For the Liberals, they are down 2.1 points from two weeks ago, but are actually up 0.2 points from last week with 27.8%.
The New Democrats went from 13.5% two weeks ago to 16.5% last week and now 15.8%. However, those last two numbers are within the norm for the NDP, a good sign after their disastrous result two weeks ago.
The Greens stand at 10.4% (down 0.8 from last week) while the Bloc Québécois is at 9.3%.
The Conservatives hold the edge among men with 40% to the Liberals' 29%, but the Liberals lead among women with 30% to the Conservatives' 26%. A gender divide, to say the least.

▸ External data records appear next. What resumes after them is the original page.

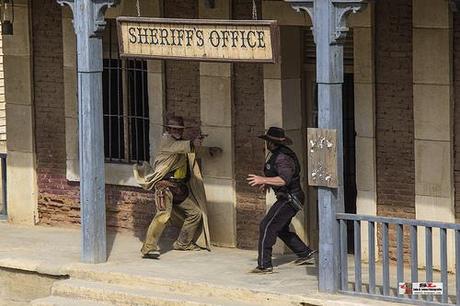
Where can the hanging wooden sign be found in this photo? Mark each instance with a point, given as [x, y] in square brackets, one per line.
[199, 39]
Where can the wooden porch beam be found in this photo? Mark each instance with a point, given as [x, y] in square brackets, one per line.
[329, 29]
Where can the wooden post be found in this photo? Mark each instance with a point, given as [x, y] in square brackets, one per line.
[329, 29]
[89, 25]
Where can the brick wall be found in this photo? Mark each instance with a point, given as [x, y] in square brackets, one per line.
[456, 30]
[132, 208]
[248, 120]
[58, 202]
[394, 112]
[183, 77]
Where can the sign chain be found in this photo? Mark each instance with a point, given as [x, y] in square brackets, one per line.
[138, 7]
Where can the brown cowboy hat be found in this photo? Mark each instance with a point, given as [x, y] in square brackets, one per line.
[276, 135]
[175, 122]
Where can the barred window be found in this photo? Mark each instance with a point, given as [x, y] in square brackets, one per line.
[125, 104]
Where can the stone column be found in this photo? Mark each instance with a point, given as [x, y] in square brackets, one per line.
[283, 106]
[216, 120]
[329, 29]
[21, 165]
[89, 24]
[364, 80]
[433, 113]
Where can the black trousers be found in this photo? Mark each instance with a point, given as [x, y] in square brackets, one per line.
[276, 224]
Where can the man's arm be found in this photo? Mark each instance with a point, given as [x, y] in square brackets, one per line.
[285, 167]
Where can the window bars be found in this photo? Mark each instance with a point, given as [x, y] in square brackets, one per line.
[126, 107]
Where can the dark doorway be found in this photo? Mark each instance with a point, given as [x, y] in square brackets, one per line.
[349, 157]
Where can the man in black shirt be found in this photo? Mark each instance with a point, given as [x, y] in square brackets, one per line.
[282, 174]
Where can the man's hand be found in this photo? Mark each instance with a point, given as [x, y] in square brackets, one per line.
[215, 151]
[255, 180]
[197, 142]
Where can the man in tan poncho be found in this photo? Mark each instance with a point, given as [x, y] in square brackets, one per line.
[176, 180]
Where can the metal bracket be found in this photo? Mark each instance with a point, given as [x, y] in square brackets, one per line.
[96, 22]
[455, 5]
[340, 10]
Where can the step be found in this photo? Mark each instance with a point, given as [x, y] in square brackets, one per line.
[197, 289]
[64, 301]
[130, 295]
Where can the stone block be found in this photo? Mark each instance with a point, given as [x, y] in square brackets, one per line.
[291, 104]
[20, 132]
[18, 79]
[221, 200]
[366, 204]
[70, 92]
[222, 10]
[220, 166]
[291, 52]
[365, 164]
[22, 188]
[216, 70]
[365, 109]
[363, 55]
[284, 14]
[435, 209]
[273, 102]
[69, 40]
[155, 133]
[432, 109]
[19, 43]
[431, 14]
[431, 56]
[216, 97]
[433, 168]
[272, 71]
[72, 170]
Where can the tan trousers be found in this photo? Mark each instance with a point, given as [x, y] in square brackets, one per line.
[188, 211]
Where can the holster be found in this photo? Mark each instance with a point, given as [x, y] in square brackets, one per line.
[160, 188]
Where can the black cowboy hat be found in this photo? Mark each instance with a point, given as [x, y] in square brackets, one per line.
[276, 135]
[175, 122]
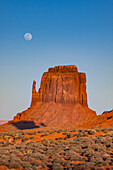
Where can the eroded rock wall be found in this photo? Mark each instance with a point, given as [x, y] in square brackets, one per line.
[61, 84]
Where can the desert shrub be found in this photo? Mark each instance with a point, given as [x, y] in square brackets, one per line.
[38, 156]
[59, 131]
[91, 131]
[4, 162]
[32, 137]
[25, 164]
[25, 139]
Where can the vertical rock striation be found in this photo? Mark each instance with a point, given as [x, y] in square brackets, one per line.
[61, 84]
[61, 98]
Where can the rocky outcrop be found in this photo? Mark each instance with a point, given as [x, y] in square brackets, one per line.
[61, 98]
[61, 84]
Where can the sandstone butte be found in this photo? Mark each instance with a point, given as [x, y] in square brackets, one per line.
[60, 100]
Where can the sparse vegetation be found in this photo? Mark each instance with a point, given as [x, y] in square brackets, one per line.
[71, 151]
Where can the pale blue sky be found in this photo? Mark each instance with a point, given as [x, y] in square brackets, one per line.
[74, 32]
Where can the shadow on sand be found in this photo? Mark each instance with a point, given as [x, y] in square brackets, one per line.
[25, 125]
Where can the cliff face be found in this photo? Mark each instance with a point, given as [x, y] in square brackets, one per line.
[61, 84]
[61, 98]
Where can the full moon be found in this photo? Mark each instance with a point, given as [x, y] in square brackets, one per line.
[28, 36]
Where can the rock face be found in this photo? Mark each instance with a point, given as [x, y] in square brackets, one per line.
[61, 98]
[61, 84]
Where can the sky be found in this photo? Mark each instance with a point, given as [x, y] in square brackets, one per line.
[76, 32]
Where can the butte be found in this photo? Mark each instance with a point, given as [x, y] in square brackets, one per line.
[60, 100]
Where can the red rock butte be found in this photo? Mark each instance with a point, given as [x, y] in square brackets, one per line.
[61, 98]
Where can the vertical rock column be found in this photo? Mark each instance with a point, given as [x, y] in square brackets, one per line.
[35, 94]
[82, 89]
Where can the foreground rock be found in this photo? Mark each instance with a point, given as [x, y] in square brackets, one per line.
[61, 98]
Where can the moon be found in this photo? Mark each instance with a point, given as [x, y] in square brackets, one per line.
[28, 36]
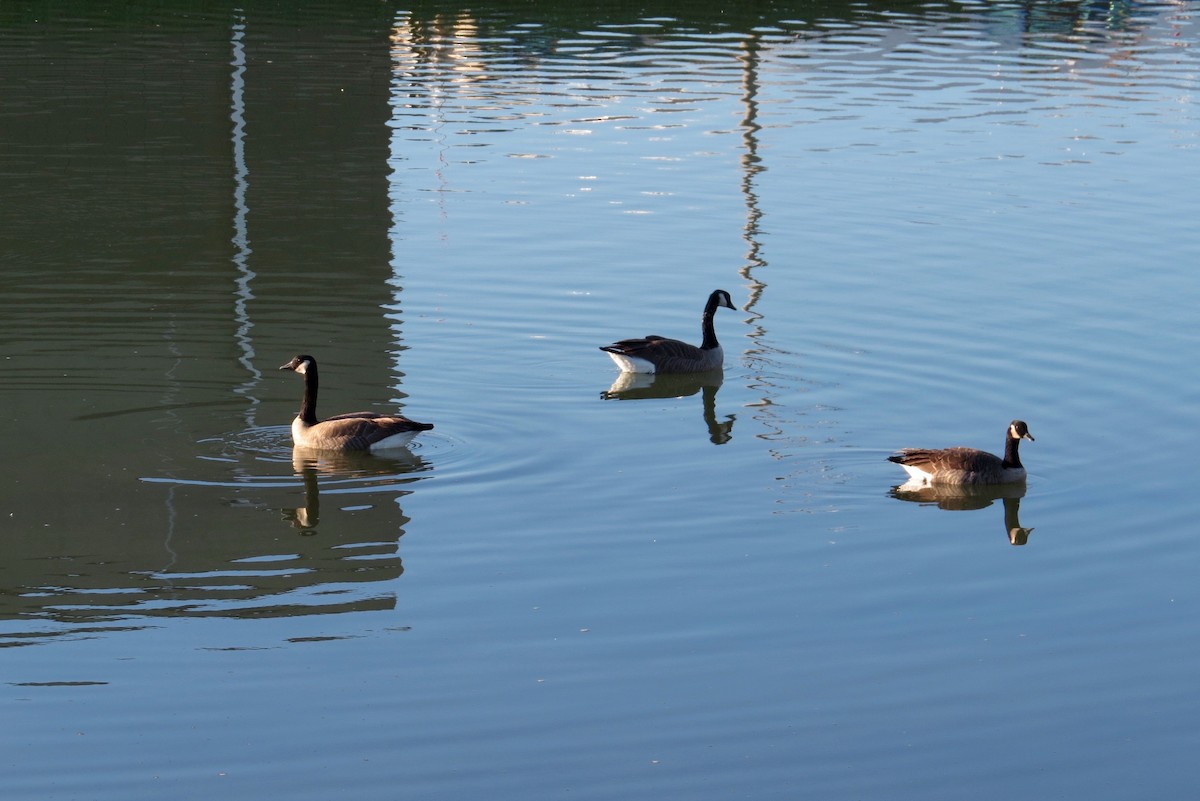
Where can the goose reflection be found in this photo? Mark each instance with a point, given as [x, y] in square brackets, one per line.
[643, 386]
[959, 498]
[347, 471]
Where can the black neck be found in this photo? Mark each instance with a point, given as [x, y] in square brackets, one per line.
[706, 325]
[309, 404]
[1012, 458]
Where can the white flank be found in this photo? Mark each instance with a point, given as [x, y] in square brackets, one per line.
[395, 440]
[630, 363]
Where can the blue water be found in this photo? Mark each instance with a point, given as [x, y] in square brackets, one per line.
[936, 220]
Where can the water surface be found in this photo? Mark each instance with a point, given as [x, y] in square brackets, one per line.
[936, 217]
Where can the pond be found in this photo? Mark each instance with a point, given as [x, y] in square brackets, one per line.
[933, 218]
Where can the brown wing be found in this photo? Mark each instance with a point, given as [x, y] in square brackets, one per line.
[667, 355]
[360, 431]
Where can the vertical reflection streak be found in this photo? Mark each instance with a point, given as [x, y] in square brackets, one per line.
[761, 353]
[243, 294]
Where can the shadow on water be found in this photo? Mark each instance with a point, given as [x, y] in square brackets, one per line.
[643, 386]
[969, 499]
[219, 558]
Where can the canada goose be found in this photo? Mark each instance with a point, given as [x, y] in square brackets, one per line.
[359, 431]
[966, 465]
[657, 354]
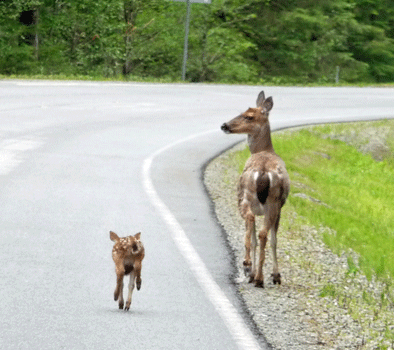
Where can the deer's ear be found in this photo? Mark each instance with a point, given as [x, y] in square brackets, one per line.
[268, 104]
[260, 99]
[113, 236]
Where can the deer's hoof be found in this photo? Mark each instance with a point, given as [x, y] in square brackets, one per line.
[247, 268]
[276, 278]
[259, 284]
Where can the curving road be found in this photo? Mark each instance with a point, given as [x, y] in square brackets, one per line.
[78, 159]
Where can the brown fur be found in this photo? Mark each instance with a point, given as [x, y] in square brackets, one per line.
[127, 253]
[263, 186]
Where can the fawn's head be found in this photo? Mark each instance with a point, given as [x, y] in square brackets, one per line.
[130, 244]
[252, 120]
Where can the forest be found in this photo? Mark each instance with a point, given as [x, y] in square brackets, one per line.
[230, 41]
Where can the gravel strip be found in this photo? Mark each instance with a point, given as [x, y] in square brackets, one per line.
[313, 307]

The race is very close in Ontario, and this has been consistent over the last two weeks. The Conservatives lead with 37.8%, compared to 34.2% last week. The Liberals follow with 37.3%, as opposed to 35.1%. So the two parties are trading leads back and forth. The NDP is down to 14.3%, but was at 17% last week, while the Greens are at 9.5%. The Liberals lead in both Toronto and Ottawa with 44% and 38%, respectively. The Conservatives trail with 36% and 35%, respectively. This Liberal lead in the nation's capital has been pretty solid for the past few months.
In Quebec, the Bloc leads with 37%, down 1.8 points from last week. The Liberals follow with 24%, up two, and the Conservatives stand in third with only 13.7%. That is a drop of 1.3 points from last week, and well below where they need to be. The Greens stand at 12.7%, ahead of the NDP. The Bloc leads in Montreal with 39%, with the Liberals following at 27%.
The Conservatives are way ahead in British Columbia with 40.9%, up over 12 points from last week. The NDP trails with 23.5% (down 6.5) while the Liberals are struggling with 16.3%. The Greens stand at 15.2%. The Conservatives lead in Vancouver with 44%, with the NDP well behind at 20%.
The Liberals lead in Atlantic Canada with 37%, up about six points from last week. The NDP is second with 30.9%, up 10.
The Conservatives lead in Alberta and the Prairies with 61.8% and 45%, respectively. The Liberals are second in Alberta with 15% while the NDP trails in the Prairies with 21.1%.
With these poll results, the Conservatives would win 75 seats in the West and North, 48 in Ontario, seven in Atlantic Canada, and four in Quebec for a total of 134.
The Liberals would win 47 in Ontario, 19 in Atlantic Canada, 17 in Quebec, and nine in the West and North for a total of 92.
The Bloc would win 53 seats in Quebec.
The NDP would win 11 seats in the West, 11 in Ontario, six in Atlantic Canada, and one in Quebec for a total of 29.
It does seem that the Conservatives have managed to re-create a gap between themselves and the Liberals that is greater than the margin of error. But the race is still very close in Ontario, where the real electoral battle will be waged. Take away the big Conservative gain in British Columbia and this poll becomes very close indeed. But the Tories are where they need to be: a decent lead that can be built upon in an electoral campaign.